Settlement Means “Happy Birthday” Song Will Finally Enter Public Domain

The next time you decide to perform a rousing rendition of “Happy Birthday To You” on TV, or in a movie or on your debut album, you won’t have to worry about paying anyone for the right to do so: after two years of legal wrangling over who owns the copyright to the classic tune, the parties involved have agreed to settle their differences.

Earlier this year, some filmmakers behind Happy Birthday, a documentary about the song’s history, sued the song’s publisher, Warner Music, to get back the $1,500 they were required to pay for its use in the film, claiming the company never had the rights to the lyrics in the first place (for more on the long, winding history of “Happy Birthday,” click here).

A federal judge then ruled in September [PDF] that Warner Music didn’t have a valid copyright claim to “Happy Birthday,” which brings in an estimated $2 million a year in royalties.
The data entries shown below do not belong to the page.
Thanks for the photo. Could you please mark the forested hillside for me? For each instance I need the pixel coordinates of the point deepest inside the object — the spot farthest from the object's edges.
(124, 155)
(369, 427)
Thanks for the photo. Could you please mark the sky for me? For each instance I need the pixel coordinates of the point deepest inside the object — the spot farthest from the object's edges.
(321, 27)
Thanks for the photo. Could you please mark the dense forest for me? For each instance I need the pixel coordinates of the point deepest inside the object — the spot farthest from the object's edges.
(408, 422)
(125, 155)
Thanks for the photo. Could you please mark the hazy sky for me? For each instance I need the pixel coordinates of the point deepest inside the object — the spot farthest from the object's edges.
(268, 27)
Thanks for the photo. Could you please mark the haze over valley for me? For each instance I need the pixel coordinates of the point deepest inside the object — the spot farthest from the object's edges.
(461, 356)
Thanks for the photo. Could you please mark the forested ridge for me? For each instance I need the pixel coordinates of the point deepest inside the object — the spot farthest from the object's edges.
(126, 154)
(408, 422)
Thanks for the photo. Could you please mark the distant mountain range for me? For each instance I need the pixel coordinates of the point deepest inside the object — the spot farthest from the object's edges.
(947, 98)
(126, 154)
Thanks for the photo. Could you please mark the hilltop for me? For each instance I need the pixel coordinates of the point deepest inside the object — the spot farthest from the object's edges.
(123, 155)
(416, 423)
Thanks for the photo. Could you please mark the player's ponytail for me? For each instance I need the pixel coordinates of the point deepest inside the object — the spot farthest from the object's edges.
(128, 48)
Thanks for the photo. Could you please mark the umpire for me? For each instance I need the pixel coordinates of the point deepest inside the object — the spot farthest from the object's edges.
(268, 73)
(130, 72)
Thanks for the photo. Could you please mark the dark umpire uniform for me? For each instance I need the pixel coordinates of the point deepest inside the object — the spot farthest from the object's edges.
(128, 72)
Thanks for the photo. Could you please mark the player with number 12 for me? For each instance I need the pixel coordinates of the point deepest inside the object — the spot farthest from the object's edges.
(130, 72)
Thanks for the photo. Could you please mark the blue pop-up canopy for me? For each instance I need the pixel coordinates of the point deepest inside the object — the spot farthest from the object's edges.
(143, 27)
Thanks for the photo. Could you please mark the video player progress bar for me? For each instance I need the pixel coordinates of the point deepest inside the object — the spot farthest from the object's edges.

But the future of the song was up for grabs, as well as Warner’s liability as a result, with a trial scheduled to start next week to determine what would happen next.

The parties in the case said in a filing this week in United States District Court in Los Angeles that they’d agreed to a settlement, which, if approved, will put the case to bed, and allow the song to formally enter the public domain. That means anyone can perform it or use it in a commercial venture — and of course, it’s still legal to sing it to your friends and family upon the occasion of their birth, as it always has been.

“While we respectfully disagreed with the court’s decision, we are pleased to have now resolved this matter,” Warner said in a statement, while an attorney for the artists said they were pleased with the settlement but declined to provide further details, Reuters reports.